Gordon negó con la cabeza.

—¡Pero, señor! —protestó Bezoar—. ¿Cómo puede conocer a su enemigo sin saber lo que piensa? Por favor, tome este ejemplar del Imperio Perdido… La biografía, de ese gran hombe que fue Aaron Burr, escrita por Holn. Puede hacerle cambiar de parecer.

»Creo, señor Krantz, que usted es la clase de hombre que podría convertirse en holnista. A menudo los fuertes sólo necesitan que les abran los ojos para ver que han sido atrapados por la propaganda de los débiles, que podrían tener el mundo, sólo con extender las manos y cogerlo.

Gordon reprimió la primera respuesta que se le ocurrió y cogió el libro que le ofrecía. Probablemente no sería sensato provocar demasiado a aquel tipo. Después de todo, una sola palabra suya bastaba para que los matasen.

—De acuerdo. Me ayudará a pasar el rato mientras dispone nuestro traslado a Willamette —dijo con gran calma.

—Sí —coincidió Johnny Stevens, que habló por primera vez—. Y de paso, ¿qué le parece pagar el franqueo extra necesario para terminar de repartir ese correo robado que transportaremos con nosotros?
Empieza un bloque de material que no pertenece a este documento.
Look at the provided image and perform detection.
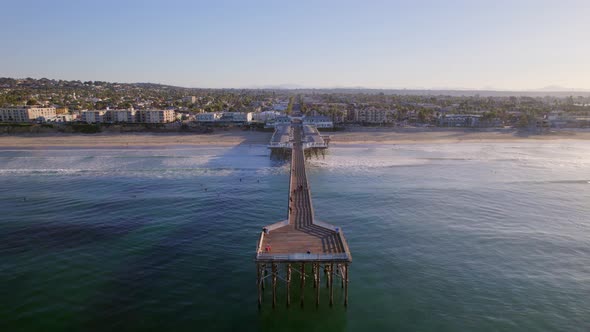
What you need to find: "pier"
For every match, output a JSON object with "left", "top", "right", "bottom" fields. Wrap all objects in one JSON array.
[{"left": 256, "top": 120, "right": 352, "bottom": 308}]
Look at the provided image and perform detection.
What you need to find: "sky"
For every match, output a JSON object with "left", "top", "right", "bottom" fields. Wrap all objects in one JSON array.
[{"left": 0, "top": 0, "right": 590, "bottom": 90}]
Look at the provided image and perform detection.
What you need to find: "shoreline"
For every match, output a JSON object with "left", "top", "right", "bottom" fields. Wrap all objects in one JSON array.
[{"left": 0, "top": 128, "right": 590, "bottom": 150}]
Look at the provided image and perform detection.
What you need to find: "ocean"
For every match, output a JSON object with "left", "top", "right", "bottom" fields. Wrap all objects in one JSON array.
[{"left": 0, "top": 141, "right": 590, "bottom": 332}]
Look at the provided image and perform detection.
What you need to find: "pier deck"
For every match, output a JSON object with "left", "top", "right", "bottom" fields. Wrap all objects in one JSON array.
[{"left": 256, "top": 122, "right": 352, "bottom": 307}]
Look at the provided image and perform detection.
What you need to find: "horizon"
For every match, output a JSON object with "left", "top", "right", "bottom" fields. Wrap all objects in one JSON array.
[{"left": 0, "top": 0, "right": 590, "bottom": 92}]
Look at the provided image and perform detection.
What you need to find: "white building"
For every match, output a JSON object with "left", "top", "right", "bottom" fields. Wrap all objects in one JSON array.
[
  {"left": 252, "top": 111, "right": 281, "bottom": 122},
  {"left": 137, "top": 110, "right": 176, "bottom": 123},
  {"left": 182, "top": 96, "right": 197, "bottom": 104},
  {"left": 219, "top": 112, "right": 252, "bottom": 123},
  {"left": 439, "top": 114, "right": 481, "bottom": 127},
  {"left": 354, "top": 108, "right": 396, "bottom": 123},
  {"left": 303, "top": 116, "right": 334, "bottom": 128},
  {"left": 80, "top": 110, "right": 106, "bottom": 123},
  {"left": 0, "top": 106, "right": 56, "bottom": 122},
  {"left": 104, "top": 108, "right": 137, "bottom": 123},
  {"left": 197, "top": 112, "right": 252, "bottom": 123},
  {"left": 197, "top": 112, "right": 221, "bottom": 122}
]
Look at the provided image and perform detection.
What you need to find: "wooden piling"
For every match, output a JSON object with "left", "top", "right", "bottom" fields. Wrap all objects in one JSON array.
[
  {"left": 315, "top": 263, "right": 321, "bottom": 307},
  {"left": 344, "top": 264, "right": 348, "bottom": 307},
  {"left": 328, "top": 263, "right": 334, "bottom": 306},
  {"left": 287, "top": 264, "right": 291, "bottom": 307},
  {"left": 256, "top": 264, "right": 262, "bottom": 308},
  {"left": 301, "top": 263, "right": 305, "bottom": 307},
  {"left": 272, "top": 263, "right": 277, "bottom": 308}
]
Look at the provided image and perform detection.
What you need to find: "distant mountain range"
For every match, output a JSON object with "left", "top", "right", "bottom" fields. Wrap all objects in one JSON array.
[{"left": 0, "top": 77, "right": 590, "bottom": 97}]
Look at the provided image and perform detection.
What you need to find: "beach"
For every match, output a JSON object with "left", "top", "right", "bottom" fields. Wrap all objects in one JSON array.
[{"left": 0, "top": 127, "right": 590, "bottom": 148}]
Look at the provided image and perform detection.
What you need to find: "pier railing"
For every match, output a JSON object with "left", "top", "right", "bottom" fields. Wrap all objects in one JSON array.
[{"left": 256, "top": 252, "right": 349, "bottom": 262}]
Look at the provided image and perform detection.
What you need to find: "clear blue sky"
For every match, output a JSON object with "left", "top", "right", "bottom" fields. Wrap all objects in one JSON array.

Bezoar devolvió a Johnny la fría sonrisa, pero antes de que acertara a replicar, se oyeron pasos en el porche de madera de la antigua estación de guardabosques. La puerta se abrió y entraron tres hombres barbudos vestidos con los tradicionales atuendos en verde y negro.

Uno de ellos, el más bajo aunque con mucho el más imponente, lucía un único pendiente en la oreja, en el que brillaban unas grandes gemas engastadas.

—Caballeros —dijo Bezoar, levantándose—. Permítanme presentarles al General de Brigada Macklin, Reserva del Ejército de EE UU, unificador de los clanes holnistas de Oregón y comandante de las Fuerzas de Liberación Americanas.

Gordon se puso en pie, aturdido. Por un instante no pudo hacer otra cosa que mirar. El General y sus dos ayudantes eran los seres humanos de aspecto más extraño que había visto nunca.

No había nada desacostumbrado en sus barbas o pendientes… o en la corta ristra de mustios trofeos que cada uno llevaba como adorno ceremonial. Pero los tres tenían cicatrices terribles, dondequiera que los uniformes permitían verles el cuello y los brazos. Y bajo las tenues líneas dejadas por la cirugía mucho tiempo atrás, los músculos y tendones parecían combarse y formar nudos de una forma insólita.